Introduction
The objective of this document is to provide an architectural overview of ayfie Locator.
For a description on how to deploy the same architectual components discussed in this document across a multi-node installation, continue with Introduction to Multi-Node Installations upon finishing reading this document.
The graphic below shows all ayfie Locator components at the highest conceptual level. Gray color indicate third party components. Dark blue shows important internal or external APIs.
In the following sections we will go through all these components one by one and outline their functions.
Connectors
The ayfie Locator has a large number of connectors that support a wide variety of data sources. For Locator versions older than 2.11, the File Server, Exchange and SharePoint connector were preinstalled,.As of version 2.11, all connectors have to be installed individually.
There are two types of connectors, DB connectors and non-DB connectors (the later is also referred to as Rapid connecotrs). All DB connectors share the same implementation and only differ in what SQL statements that are being used. The SQL statements are defined in a set of XML files as described in GenericSQL Connector: Adding a New Connection. This is what is illustrated with the files tagged with db 1 to db N to the left in the figure above.
The non-DB connectors on the other hand are implemented one by one by ayfie using the ayfie internal Connector SDK on the ayfie side and normally some target system provied API on the other. Each connector ends up as one or more DLLs as illustrated to the bottom right above. The GenericSQL Connector is actually nothing more than just another such SDK developed connector, the difference being that it has been implemented to take the SQL commands to use from a configuration file rather than from within its code.
The data extraction performed by the connectors is a two phase operation. The first phase is called discovery and only meta data such as for instance file name, file size, etc is collected and indexed during this phase. The next phase is called fetch and in this phase the rest of the data, the actual textual content, is retrieved, processed and indexed.
Below we see a graphical presentation of the two phases:
The discovery phase consists of steps 1-4:
- The connector retrieves document information such as the id/path/file name and the document type (file extension) as well as ACLs (Access Control Lists).
- It is possible to add an extension DLL with customized operations to be performed on the meta data for each document.
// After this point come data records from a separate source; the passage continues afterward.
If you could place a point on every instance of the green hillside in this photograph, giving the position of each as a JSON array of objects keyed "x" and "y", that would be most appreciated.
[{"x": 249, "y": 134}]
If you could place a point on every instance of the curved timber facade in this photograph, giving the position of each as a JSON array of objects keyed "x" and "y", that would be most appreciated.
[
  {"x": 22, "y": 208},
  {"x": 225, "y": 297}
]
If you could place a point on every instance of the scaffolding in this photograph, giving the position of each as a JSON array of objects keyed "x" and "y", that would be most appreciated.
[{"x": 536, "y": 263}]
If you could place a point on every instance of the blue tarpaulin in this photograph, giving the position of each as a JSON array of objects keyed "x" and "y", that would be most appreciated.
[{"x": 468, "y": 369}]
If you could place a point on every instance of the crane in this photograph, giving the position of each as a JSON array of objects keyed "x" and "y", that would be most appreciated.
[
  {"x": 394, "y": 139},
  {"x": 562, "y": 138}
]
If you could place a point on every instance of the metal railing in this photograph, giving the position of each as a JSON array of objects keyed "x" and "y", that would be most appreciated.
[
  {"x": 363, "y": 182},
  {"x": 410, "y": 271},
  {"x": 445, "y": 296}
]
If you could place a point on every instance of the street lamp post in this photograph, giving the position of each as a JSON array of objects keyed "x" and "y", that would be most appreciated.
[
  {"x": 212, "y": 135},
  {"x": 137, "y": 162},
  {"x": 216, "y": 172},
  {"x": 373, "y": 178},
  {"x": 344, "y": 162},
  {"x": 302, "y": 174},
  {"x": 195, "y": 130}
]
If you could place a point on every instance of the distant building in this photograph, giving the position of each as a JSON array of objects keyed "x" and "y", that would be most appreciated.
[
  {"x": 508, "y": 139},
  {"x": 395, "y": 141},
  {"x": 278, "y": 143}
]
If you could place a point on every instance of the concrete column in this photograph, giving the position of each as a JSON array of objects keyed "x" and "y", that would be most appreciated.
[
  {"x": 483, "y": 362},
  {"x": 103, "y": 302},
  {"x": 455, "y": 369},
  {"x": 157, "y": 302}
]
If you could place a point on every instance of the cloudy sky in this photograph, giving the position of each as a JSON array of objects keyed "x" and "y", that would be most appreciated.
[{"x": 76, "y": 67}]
- The connector stores information about any document of a "qualifying file type" in the database. It also add the document to the document fetch queue
- The index builder detects new or updated rows of data (check time stamps) and stores the name and type of the document (but not the content that has not yet been retrieved)
The fetch phase consists of steps 5-10 described below: - The connector SDK retrieves the document path/id/etc from the document fetch queue and passes this on to the relevant connector
- The connector downloads the document
- The same external custom DLL as in step 3 (if any) is now run on the fetched document content
- The content is extracted by one of the converters (for instance OCR conversion takes place here)
- The connector stores the converted content in the database under the doc id created during discovery (or earlier)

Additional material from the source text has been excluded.